Selon RDI, «Chaque nuit, il y aurait plus de 3000 personnes en situation d'itinérance à Montréal. Elles doivent composer avec les intempéries et les dangers de la rue.» Crédit : Radio-Canada

Les contraventions : une torture supplémentaire infligée aux itinérants?

Si nous nous en tenons à la définition de l’itinérance selon l’Observatoire canadien sur l’itinérance (OCI ), il s’agit d’une condition qui place les personnes dans une situation d’extrême vulnérabilité. L’itinérance est présentée comme « la situation d’un individu ou d’une famille qui n’a pas de logement stable, permanent et adéquat, ou qui n’a pas de possibilité ou la capacité immédiate de s’en procurer un ». Cette situation les rend plus susceptibles de recevoir une contravention pour flânage que toute autre personne, étant donné qu’ils n’ont pas d’endroit précis où aller. À cela il faut ajouter d’autres causes qui incitent les policiers à leur infliger des contraventions, dont la consommation excessive d’alcool, la consommation de drogues interdites, etc.  Est-ce vraiment la manière adéquate de résoudre le problème?

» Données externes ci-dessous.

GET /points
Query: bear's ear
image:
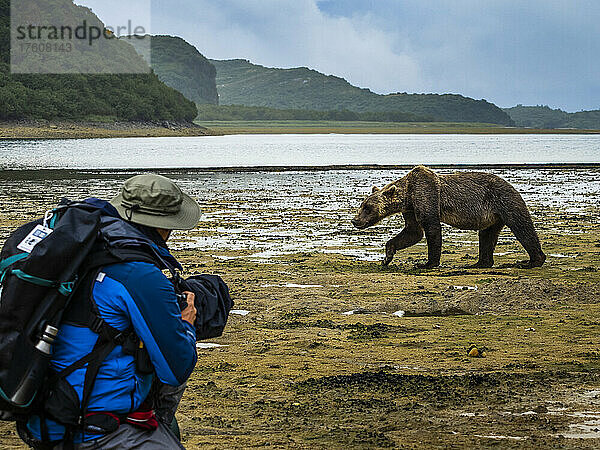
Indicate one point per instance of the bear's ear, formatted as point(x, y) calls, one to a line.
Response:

RCI avec Statistique Canada, la Revue du Cremis et Radio-Canada

L’itinérance : un mal profond au Canada

En 2014, plus de 25 000 Canadiens ont vécu une situation d’itinérance. Cela veut dire clairement qu’ils se sont retrouvés sans logement, ou qu’ils ont fait appel à des refuges d’urgence ou à des logements temporaires.

Derrière chaque cas d’itinérance se cache une histoire personnelle douloureuse. Ce sont des personnes qui sont passées par des épisodes tragiques, notamment de la violence, des agressions sexuelles, des décès de proches, une perte d’emploi. Des situations extrêmement difficiles qui ont très souvent eu pour effet de créer des perturbations et autres déséquilibres psychologiques et les plonger dans une extrême vulnérabilité.

C’est ainsi que du jour au lendemain, ils se retrouvent confrontés à des problèmes de santé découlant de leur soudaine condition. Incapables de retrouver un équilibre aussi bien mental que financier, ils doivent faire face à la dure réalité de la rue, ils affrontent les défis liés à leur nouvelle vie de sans-abri.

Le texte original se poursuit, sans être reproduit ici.